The wearables part of the IoT requires some special expertise. First, the devices usually have to be very small and lightweight. And then they have to be battery-operated, very easy to recharge (unless it uses a primary battery), and they must have a fairly long battery operate time. Conflicting requirements are certain. Wireless battery charging may just be the key technology for this application area.
The combination of STMicroelectronics STWBC-WA charging-transmitter controller and STWLC04 wireless battery-charger receiver ICs enables wireless power transfers up to 1 W. The system uses inductive coupling, with coils required for this power transfer just 11 mm in diameter on the receive side and 20 mm for the transmit side — allowing slimmer form factors. The coupling takes place over a distance up to a few millimeters and uses a 110- to 205-kHz frequency.
The STWLC04 is an integrated wireless power receiver suitable for wearable applications. The chip is focused on 1-W power transfer based on Qi protocol with digital control and precise analog control loops ensuring stable operation. The power transmitter unit is responsible for controlling the transmitting coil and generating the correct amount of power requested by the receiver unit. The device has a high-efficiency synchronous rectifier, and 800-kHz programmable step-down converter with efficiency of up to 90%. It uses a simplified Li-ion/polymer charger function and a 32-bit, 16-MHz MCU with a 16-Kbyte ROM and 2-Kbyte RAM. The IC comes in a 3.12 x 4.73-mm flip-chip package.
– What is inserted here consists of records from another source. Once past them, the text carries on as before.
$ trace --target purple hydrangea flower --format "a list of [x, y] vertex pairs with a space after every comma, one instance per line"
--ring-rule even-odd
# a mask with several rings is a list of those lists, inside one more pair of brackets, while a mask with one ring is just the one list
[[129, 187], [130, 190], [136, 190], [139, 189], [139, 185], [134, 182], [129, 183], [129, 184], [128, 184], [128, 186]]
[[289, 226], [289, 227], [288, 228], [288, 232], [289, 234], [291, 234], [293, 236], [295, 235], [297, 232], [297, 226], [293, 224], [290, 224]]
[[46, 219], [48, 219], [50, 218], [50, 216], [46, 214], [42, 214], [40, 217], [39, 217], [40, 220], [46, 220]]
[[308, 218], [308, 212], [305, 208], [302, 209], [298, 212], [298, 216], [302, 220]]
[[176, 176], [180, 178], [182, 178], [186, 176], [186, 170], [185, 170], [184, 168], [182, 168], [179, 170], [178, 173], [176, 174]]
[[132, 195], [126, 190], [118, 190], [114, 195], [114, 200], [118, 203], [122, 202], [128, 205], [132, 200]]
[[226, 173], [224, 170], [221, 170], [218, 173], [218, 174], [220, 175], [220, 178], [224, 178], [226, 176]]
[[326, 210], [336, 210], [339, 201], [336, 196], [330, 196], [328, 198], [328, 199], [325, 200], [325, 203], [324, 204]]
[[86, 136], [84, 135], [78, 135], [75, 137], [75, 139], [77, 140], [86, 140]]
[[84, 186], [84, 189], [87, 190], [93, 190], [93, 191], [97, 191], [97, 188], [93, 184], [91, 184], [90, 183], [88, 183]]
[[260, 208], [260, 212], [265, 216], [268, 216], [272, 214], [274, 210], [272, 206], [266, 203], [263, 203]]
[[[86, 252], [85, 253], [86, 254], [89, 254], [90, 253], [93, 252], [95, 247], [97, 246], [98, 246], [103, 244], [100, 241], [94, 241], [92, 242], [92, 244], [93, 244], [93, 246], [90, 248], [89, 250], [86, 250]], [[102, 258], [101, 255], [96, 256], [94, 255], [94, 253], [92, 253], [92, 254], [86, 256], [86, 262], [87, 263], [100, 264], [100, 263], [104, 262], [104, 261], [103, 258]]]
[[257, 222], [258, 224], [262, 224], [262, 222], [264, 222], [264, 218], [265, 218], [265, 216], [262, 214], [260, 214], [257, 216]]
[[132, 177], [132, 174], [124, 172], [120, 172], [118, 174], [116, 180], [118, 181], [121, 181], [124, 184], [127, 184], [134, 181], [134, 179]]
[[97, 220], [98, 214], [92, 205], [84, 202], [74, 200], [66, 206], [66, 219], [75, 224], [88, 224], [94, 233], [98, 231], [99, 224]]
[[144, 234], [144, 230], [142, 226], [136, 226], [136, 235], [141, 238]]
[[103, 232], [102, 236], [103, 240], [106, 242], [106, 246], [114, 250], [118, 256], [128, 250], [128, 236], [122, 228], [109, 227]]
The STWBC-WA digital controller IC for wireless battery charger transmitters uses a cost-effective half-bridge output topology with integrated drivers (optional full-bridge configuration for 3-W applications). The chip's input supply range is 3 to 5.5 V and it has 32 Kbytes of program memory flash and 1 Kbyte true data EEPROM for data, plus 6 Kbytes of RAM. It comes in a VFQFPN32 package.
STMicro is a member of the Wireless Power Consortium and both ICs fit to the Qi specification. Both chips operate over −40°C to 105°C and a full reference design is available. The STWBC-WA costs $3.63 ea/1,000 and the STWLC04 $1.81 ea/1,000. Available right now.